At 10:30 am, we left the pagoda for the Shwethalyaung Reclining Buddha Image. After a 15-minute drive, we got to the Shwethalyaung Reclining Buddha Image. It was situated in a wide precinct on the Shwethalyaung Pagoda Road in Mazin Ward. It was housed in a large pavilion surmounted by a tiered roof. Behind the pavilion were rows of stalls selling foods, fruits, flowers, local products, Myanmar traditional handicrafts, etc. There were full of pilgrims not only in the pavilion housing the reclining Buddha image but also in the stalls. We bought some flowers and donated them to the reclining Buddha image and paid homage to it. This image measures 180 feet in length and 52 feet in height. It is said that it was built by King Migadippange in the 10th century AD and was renovated by King Tissa, King Banyar U, King Rajadhirit, Queen Shin Saw Bu and King Bayintnaung. As we became hungry, we ate lunch greedily at a stall behind the shrine hall.

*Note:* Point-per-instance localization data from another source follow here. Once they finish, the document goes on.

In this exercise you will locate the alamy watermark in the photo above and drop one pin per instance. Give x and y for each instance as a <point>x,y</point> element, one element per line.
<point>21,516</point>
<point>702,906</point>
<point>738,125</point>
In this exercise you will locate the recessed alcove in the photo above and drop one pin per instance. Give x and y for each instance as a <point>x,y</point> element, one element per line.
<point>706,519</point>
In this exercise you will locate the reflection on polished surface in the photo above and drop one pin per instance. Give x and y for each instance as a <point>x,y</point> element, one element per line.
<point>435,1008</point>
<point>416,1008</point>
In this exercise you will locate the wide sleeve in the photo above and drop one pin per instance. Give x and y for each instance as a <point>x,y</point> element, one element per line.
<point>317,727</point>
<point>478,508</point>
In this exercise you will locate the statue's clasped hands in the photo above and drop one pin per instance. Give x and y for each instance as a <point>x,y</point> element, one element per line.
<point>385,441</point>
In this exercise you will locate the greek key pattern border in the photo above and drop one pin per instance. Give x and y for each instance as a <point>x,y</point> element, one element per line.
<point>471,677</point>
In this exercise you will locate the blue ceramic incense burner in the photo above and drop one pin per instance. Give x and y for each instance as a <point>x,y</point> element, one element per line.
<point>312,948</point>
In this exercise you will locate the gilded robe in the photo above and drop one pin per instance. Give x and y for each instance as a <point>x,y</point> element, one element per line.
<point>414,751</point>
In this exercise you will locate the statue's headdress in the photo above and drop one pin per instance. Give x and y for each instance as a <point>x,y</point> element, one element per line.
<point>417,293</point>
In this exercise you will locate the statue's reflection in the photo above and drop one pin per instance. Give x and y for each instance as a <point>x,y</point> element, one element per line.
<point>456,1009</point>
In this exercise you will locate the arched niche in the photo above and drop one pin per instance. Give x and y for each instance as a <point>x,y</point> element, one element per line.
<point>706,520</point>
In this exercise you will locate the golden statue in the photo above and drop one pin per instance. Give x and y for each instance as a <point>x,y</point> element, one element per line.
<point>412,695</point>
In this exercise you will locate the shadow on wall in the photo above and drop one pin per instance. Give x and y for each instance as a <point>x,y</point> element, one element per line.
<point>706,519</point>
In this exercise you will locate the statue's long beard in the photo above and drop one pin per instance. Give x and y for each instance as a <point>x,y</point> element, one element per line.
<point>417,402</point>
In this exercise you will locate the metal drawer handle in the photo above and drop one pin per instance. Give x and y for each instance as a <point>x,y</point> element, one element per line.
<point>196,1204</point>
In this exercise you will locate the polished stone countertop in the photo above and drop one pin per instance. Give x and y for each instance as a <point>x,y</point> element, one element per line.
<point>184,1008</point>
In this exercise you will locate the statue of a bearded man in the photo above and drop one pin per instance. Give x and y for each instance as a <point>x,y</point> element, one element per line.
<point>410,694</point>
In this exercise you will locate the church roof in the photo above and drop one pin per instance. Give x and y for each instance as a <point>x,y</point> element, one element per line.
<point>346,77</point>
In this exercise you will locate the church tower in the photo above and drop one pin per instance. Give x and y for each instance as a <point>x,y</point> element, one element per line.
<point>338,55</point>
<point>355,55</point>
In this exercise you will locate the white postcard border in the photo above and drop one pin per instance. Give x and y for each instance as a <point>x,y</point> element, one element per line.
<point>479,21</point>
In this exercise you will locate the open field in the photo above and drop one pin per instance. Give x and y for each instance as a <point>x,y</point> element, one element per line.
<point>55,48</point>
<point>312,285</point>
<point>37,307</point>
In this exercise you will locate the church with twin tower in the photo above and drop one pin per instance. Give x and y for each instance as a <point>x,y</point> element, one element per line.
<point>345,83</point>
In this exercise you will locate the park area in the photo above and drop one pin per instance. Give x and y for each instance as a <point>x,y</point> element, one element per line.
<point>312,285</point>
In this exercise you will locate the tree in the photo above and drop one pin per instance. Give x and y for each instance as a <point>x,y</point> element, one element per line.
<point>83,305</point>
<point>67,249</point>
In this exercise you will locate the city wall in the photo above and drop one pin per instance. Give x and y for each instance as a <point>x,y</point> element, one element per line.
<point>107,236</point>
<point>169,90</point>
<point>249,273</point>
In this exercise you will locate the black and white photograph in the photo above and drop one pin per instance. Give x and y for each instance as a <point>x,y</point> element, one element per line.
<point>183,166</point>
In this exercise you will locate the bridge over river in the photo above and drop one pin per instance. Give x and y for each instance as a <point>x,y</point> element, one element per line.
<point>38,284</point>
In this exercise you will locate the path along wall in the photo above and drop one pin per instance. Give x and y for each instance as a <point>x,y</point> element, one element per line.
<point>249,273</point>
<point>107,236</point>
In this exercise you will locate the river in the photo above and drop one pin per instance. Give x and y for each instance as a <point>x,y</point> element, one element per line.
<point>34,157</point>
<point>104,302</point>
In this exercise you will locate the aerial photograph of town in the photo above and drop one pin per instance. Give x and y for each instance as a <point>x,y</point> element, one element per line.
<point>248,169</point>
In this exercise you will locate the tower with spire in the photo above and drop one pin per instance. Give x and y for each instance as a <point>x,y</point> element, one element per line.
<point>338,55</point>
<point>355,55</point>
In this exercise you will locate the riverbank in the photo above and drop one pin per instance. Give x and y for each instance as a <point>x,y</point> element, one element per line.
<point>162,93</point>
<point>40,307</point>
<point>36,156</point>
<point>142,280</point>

At about noon, we departed from the Shwethalyaung Reclining Buddha Image. We called in on the Kalyani Ordination Hall located in vast precincts sheltered by large perennial trees on the same road. Some feet to the east of the ordination hall was found a shed which housed the Kalyani Stone Inscriptions, which were very important in the history of Buddhism of Myanmar. We found ten stone slabs on which the religious contributions of King Dhammazedi were engraved in Pali and Mon. It is learnt that when King Dhammazedi succeeded to the throne of Hamsavati in 1472, he was aware that Buddhism was declining in Lower Myanmar, that he, therefore, dispatched some Mon monks to Sri Lanka and had them reordained on the Kalyani river there, that when they arrived back in Myanmar, King Dhammazedi endeavoured to purify and promote the declining teachings of the Buddha with the assistance of the monks who had been reordained in Sri Lanka. Then, King Dhammazedi had all his religious activities recorded on ten stone slabs in 1476, which were later known as the Kalyani Stone Inscriptions. To my relief, these valuable epigraphic documents were kept in good custody by the Department of Archaeology and National Museum. But I think responsible personnel should try to bring more public attention to this priceless cultural heritage.

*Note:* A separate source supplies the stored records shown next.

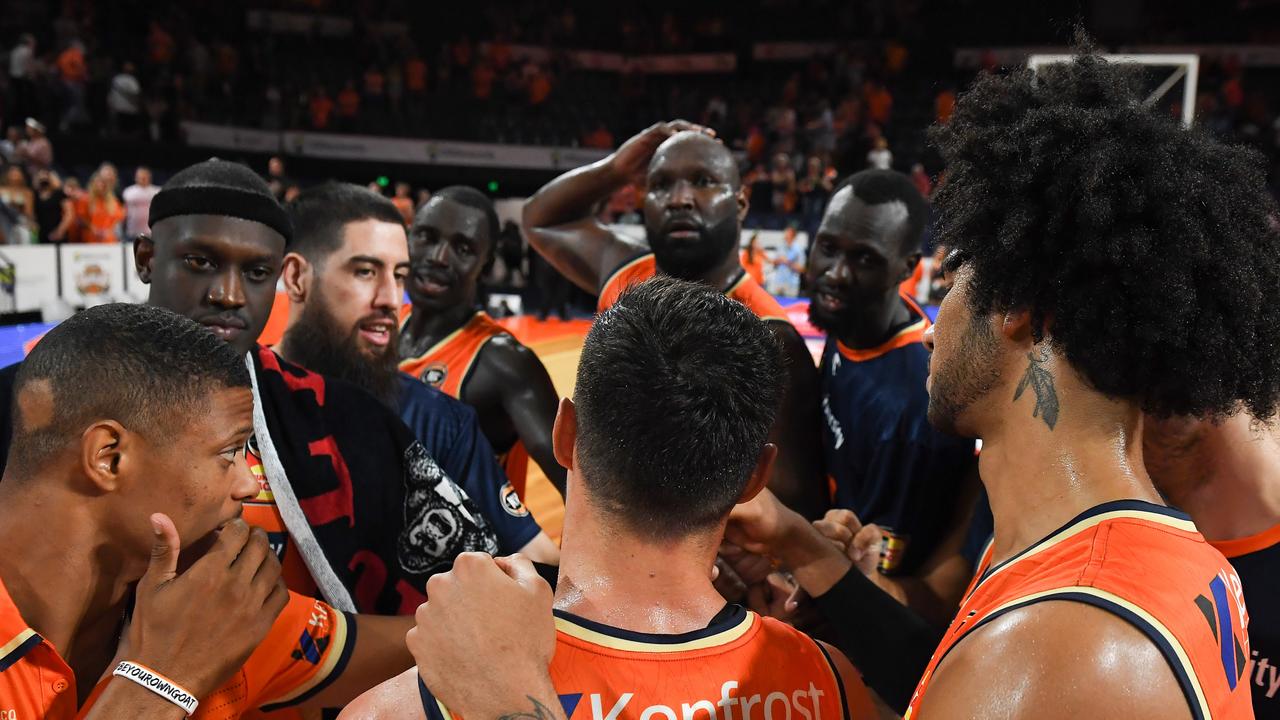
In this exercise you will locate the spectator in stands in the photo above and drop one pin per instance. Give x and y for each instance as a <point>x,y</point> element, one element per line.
<point>137,204</point>
<point>22,82</point>
<point>881,156</point>
<point>55,213</point>
<point>348,106</point>
<point>599,139</point>
<point>73,73</point>
<point>9,145</point>
<point>19,206</point>
<point>403,201</point>
<point>320,108</point>
<point>36,153</point>
<point>100,213</point>
<point>124,101</point>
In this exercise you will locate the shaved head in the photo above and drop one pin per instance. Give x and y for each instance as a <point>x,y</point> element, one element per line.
<point>702,149</point>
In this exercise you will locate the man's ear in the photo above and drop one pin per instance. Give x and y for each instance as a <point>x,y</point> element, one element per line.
<point>144,253</point>
<point>565,433</point>
<point>760,474</point>
<point>106,454</point>
<point>297,274</point>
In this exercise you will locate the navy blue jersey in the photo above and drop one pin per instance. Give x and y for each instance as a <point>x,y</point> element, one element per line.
<point>1257,561</point>
<point>451,433</point>
<point>886,463</point>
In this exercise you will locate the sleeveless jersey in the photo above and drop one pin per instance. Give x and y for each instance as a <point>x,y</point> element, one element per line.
<point>1257,560</point>
<point>1146,564</point>
<point>744,288</point>
<point>734,668</point>
<point>447,365</point>
<point>886,461</point>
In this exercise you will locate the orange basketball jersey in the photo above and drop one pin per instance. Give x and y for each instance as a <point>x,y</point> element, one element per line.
<point>745,290</point>
<point>447,365</point>
<point>1146,564</point>
<point>739,666</point>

Although we wanted to visit some more historical buildings and sites like the Kambojasadi Palace built by King Bayintnaung in 1553, the Hamsa Hill Pagoda, which was built to mark the perching of Hamsas (Brahminy ducks), the Mahazedi, a merit of King Bayintnaung, etc., we felt so tired due to the intense heat of the mid-day summery sun. So, we gave up our cherished desire of ransacking this ancient town for more ancient sites and buildings connected with legends and history and left Bago at 2 pm. But, to me, it was a worthwhile trip, for I got some knowledge on the history and Buddhism of Bago and was relaxed by the enchanting beauty on the way.